Graduating from Parenting Basic (a.k.a Officially Going Over the Edge)

funnymommugBefore you have kids, people will tell you that parenting will change your life, and push you to your limits. Especially the parents of young children, who will grab your arm in the grocery store or at parties and hiss out warnings, as though they’ve escaped temporarily from an institution and want to make sure someone on the outside knows about them (before they are dragged away by orderlies singing the “Jake and the Neverland Pirates” theme song).

Before you have kids, you will listen and nod, because you’re being polite and you’re absolutely positive that the crud-covered, scattered mess of a human being standing before you could not possibly be your future. Well, I’ll have it more together than that, you think. I mean, I know parenting is hard, but nothing could keep me from taking a shower on a daily basis and at least keeping up with some current events.  I’m going to maintain my adult self. And I won’t go to a party smelling like graham crackers and poop, that’s for damn sure.

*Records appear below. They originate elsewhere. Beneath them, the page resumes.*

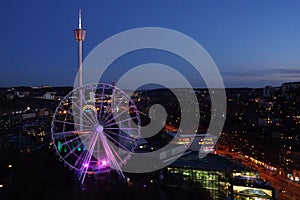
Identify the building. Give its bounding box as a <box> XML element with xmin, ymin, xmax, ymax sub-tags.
<box><xmin>167</xmin><ymin>152</ymin><xmax>275</xmax><ymax>199</ymax></box>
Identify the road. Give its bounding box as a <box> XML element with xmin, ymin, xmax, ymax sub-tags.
<box><xmin>217</xmin><ymin>150</ymin><xmax>300</xmax><ymax>200</ymax></box>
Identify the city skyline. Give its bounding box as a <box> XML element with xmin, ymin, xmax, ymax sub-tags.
<box><xmin>0</xmin><ymin>1</ymin><xmax>300</xmax><ymax>87</ymax></box>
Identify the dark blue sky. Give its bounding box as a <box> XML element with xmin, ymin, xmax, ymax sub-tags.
<box><xmin>0</xmin><ymin>0</ymin><xmax>300</xmax><ymax>87</ymax></box>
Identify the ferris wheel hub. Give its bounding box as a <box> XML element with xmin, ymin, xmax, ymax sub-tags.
<box><xmin>96</xmin><ymin>125</ymin><xmax>103</xmax><ymax>133</ymax></box>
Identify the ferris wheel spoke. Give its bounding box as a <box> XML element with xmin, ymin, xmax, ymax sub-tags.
<box><xmin>63</xmin><ymin>132</ymin><xmax>91</xmax><ymax>162</ymax></box>
<box><xmin>105</xmin><ymin>117</ymin><xmax>136</xmax><ymax>126</ymax></box>
<box><xmin>104</xmin><ymin>108</ymin><xmax>129</xmax><ymax>123</ymax></box>
<box><xmin>62</xmin><ymin>130</ymin><xmax>93</xmax><ymax>145</ymax></box>
<box><xmin>52</xmin><ymin>130</ymin><xmax>91</xmax><ymax>137</ymax></box>
<box><xmin>104</xmin><ymin>130</ymin><xmax>135</xmax><ymax>141</ymax></box>
<box><xmin>53</xmin><ymin>119</ymin><xmax>91</xmax><ymax>128</ymax></box>
<box><xmin>107</xmin><ymin>139</ymin><xmax>122</xmax><ymax>161</ymax></box>
<box><xmin>80</xmin><ymin>90</ymin><xmax>97</xmax><ymax>123</ymax></box>
<box><xmin>67</xmin><ymin>111</ymin><xmax>93</xmax><ymax>125</ymax></box>
<box><xmin>103</xmin><ymin>132</ymin><xmax>131</xmax><ymax>152</ymax></box>
<box><xmin>98</xmin><ymin>83</ymin><xmax>105</xmax><ymax>118</ymax></box>
<box><xmin>103</xmin><ymin>97</ymin><xmax>127</xmax><ymax>122</ymax></box>
<box><xmin>72</xmin><ymin>101</ymin><xmax>97</xmax><ymax>124</ymax></box>
<box><xmin>105</xmin><ymin>127</ymin><xmax>139</xmax><ymax>130</ymax></box>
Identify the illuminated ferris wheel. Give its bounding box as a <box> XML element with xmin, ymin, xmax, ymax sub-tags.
<box><xmin>51</xmin><ymin>83</ymin><xmax>141</xmax><ymax>183</ymax></box>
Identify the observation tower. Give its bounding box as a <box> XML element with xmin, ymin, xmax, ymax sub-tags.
<box><xmin>74</xmin><ymin>9</ymin><xmax>86</xmax><ymax>87</ymax></box>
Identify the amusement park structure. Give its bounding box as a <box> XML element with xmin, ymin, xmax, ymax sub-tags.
<box><xmin>51</xmin><ymin>11</ymin><xmax>141</xmax><ymax>184</ymax></box>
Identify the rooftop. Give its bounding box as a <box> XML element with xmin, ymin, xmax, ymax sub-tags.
<box><xmin>170</xmin><ymin>151</ymin><xmax>253</xmax><ymax>172</ymax></box>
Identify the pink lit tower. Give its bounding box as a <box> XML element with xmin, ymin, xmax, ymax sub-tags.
<box><xmin>74</xmin><ymin>9</ymin><xmax>86</xmax><ymax>87</ymax></box>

What you will not know in that moment, is that the crud-covered mess of a human being is totally sugar-coating it. This is partly unintentional, because there simply are no words for the depths of exhaustion and frustration to which the early years of parenting will drag you. But also it’s because if you could understand the reality of parenting small children before doing it, absolutely no one would reproduce.

Your friends with little kids want you to think it’s a rosy stream of birthday parties and Pinterest projects because misery loves company. I mean, yes, you will love your children more than you ever thought possible to love anyone, and at times they will break your heart with joy. But dude, in the meantime, you will actually lick yogurt off your own shirt and call it breakfast. And that won’t even be the grossest thing you do that day.

Parenting doesn’t “push you to your limits.” It pushes you over the damn edge, and then some. It’s sort of like Basic Training, except it goes on for years instead of weeks, and you don’t come out of it with rock-hard abs and the ability to run twelve miles carrying a tent and assault weapon. You do come out of it with the ability to navigate an entire grocery store on fifteen minutes of sleep, with a 30-lb “portable” car seat in one hand and a whiny toddler pulling death for donuts on the other, which I think is equally impressive.

There comes a point in the process of raising young children that you realize you have crossed some invisible threshold. Not only do you no longer identify with the person you were pre-kid, but you don’t even remember who that person was, or how she managed to fill up her days without having Cheerios stuck to her ass. That moment is graduation from parenting boot camp, baby. You may feel and even look like you’re being dragged over a rocky precipice by chimpanzees of superhuman strength, and it might even smell that way. But this is your moment of glory, moms and dads. Revel in it. Once you’ve gone over the cliff, things get much easier. Without your sanity and your smug sense of self in tow, you can travel light. Every day is an adventure, as long as you don’t need to know where you’re going or care how you will look when you get there.

For those who are in the process of parenting young children, you may recognize some of these signposts on the way to insanity. For those with older children, you may have vague memories of this stuff, but to fully recover them you’ll need hypnosis and a trained psychiatrist. If you are simply contemplating offspring, well, don’t say you weren’t warned. Of course, you’ll be different, so you won’t have to deal with this stuff. You can just point at me and laugh.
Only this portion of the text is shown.